The present study reports a control on the biosynthesis of fucosylated structures, serving as ligands for selectins by demonstrating the potential of 3-sialyl or 3-sulfo Galβ1,3/4GlcNAcβ-containing glycoconjugates as high affinity substrates for α1,3/4-L-fucosyltransferases and as substrate inhibitors at higher concentrations. The synthetic sulfated saccharides and the triantennary sialoglycopeptide from fetuin were potent competitive inhibitors of the transfer of fucose to non-anionic saccharide acceptors and the corresponding triantennary asialoglycopeptide respectively catalyzed by a partially purified α1,3/4-L-fucosyltransferase preparation from Colo 205 (specific activity:transfer of 113.1 nmol Fuc to 2′-FucosylLacNAc per h per mg protein); Ki for the inhibitions by triantennary sialoglycopeptide, 3-SulfoGalβ1,3GlcNAcβ-O-Allyl and a copolymer from 3-SulfoGalβ1,3GlcNAcβ-O-Allyl and acrylamide were 51.9 μM, 500 μM and 67.0 μM, respectively.

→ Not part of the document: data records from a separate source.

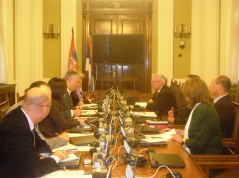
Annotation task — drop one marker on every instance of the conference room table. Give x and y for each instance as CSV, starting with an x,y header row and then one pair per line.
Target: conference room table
x,y
191,169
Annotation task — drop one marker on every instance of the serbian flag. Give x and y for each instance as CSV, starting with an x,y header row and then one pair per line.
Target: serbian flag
x,y
73,61
88,64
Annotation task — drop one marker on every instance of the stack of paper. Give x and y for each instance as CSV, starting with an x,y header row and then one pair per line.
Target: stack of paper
x,y
67,173
159,137
141,104
65,148
144,114
156,122
89,112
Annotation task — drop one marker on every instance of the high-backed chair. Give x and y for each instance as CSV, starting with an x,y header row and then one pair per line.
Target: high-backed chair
x,y
228,162
4,106
20,98
176,88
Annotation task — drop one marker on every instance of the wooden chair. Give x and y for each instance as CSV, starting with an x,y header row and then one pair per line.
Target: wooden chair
x,y
228,162
232,91
237,93
176,88
20,98
4,106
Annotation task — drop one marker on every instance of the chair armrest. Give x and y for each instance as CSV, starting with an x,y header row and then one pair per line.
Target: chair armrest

Further, the α1,3-specific anionic acceptor, 3′-SulfoLacNAc, also inhibited the α1,4- activity; Km for the α1,4-specific acceptor, 2-methylGalβ1,3GlcNAcβ-O-Bn increased from 0.40 mM to 1.35 mM in presence of 3.0 mM 3′-sulfoLacNAc, whereas Ki for the mutual inhibition of α1,3-activity by the former was found to be high (3.64 mM). Furthermore, the phenomenon of substrate inhibition, serving as acceptors at lower concentrations and as inhibitors at higher concentrations, was exhibited by the anionic acceptors; the Hill plots gave the Ki values 342.7 μM, 13.03 mM and 13.36 mM respectively for fetuin triantennary sialo glycopeptide, 3′-sulfoLacNAc and 3-sulfoGalβ1,3GlcNAcβ-O-Allyl.